While other discs are concerned with the place of strings in advanced settlings, French violinist/violist Théo Ceccaldi goes one step further, reconstituting the most revered of European ensembles: the string quartet. On Can You Smile (Ayler Records AYLCD 136), his Trio+1 also includes guitarist Guillaume Aknine, cellist Valentin Ceccaldi and bassist Joëlle Léandre. Throughout the emphasis is on atonality, with each player doing his or her best to disrupt the proceeding at the same time as bonding during the 11 compositions. Case in point is “Brosse à chaussure” where sharp, sul ponticello quivers from the cellist and violist sprawl alongside the guitarist’s chromatic picking, only to mix twangs and triple stopping in an exciting conclusion.

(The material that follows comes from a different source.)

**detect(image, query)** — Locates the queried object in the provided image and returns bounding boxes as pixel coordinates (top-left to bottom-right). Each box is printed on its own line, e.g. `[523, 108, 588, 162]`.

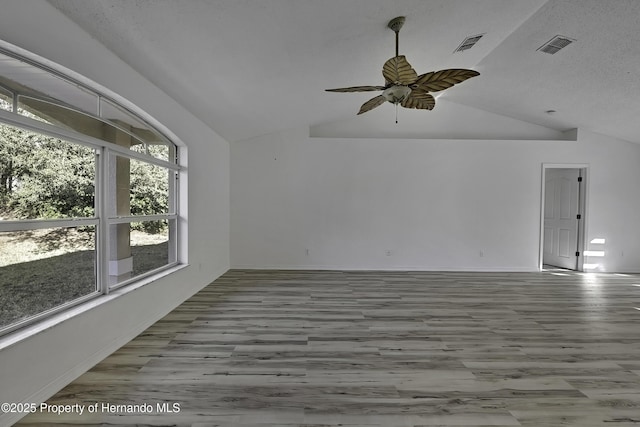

On the other hand “Sirènes et bas de laine” finds Léandre and Aknine strumming a continuum while tremolo glissandi from the viola replicate reed slurs. Finally Herondlles parcels out the dissonance among all the strings, as every sequence becomes narrower and more staccato, until unexpectedly a measured combination in the final 30 seconds produces a quixotic climax. Throughout, the bassist’s florid nonsense syllable verbalization constantly mocks any high-art pretentiousness associated with a string quartet, while preserving an innate musicality. Fancifully the sounds from this Trio+1 may be what could have resulted if one of the Serialists had composed for a Roma ensemble, with the added virtue of a sense of humour.
From Léandre’s frenzied sawing coupled with sibilant whispers to the emphasis on new roles for mass string ensembles advanced by Salamon, these sessions outline some of the paths to couple improvisation with the liberating compositions for strings Caine will likely supply yet another concept.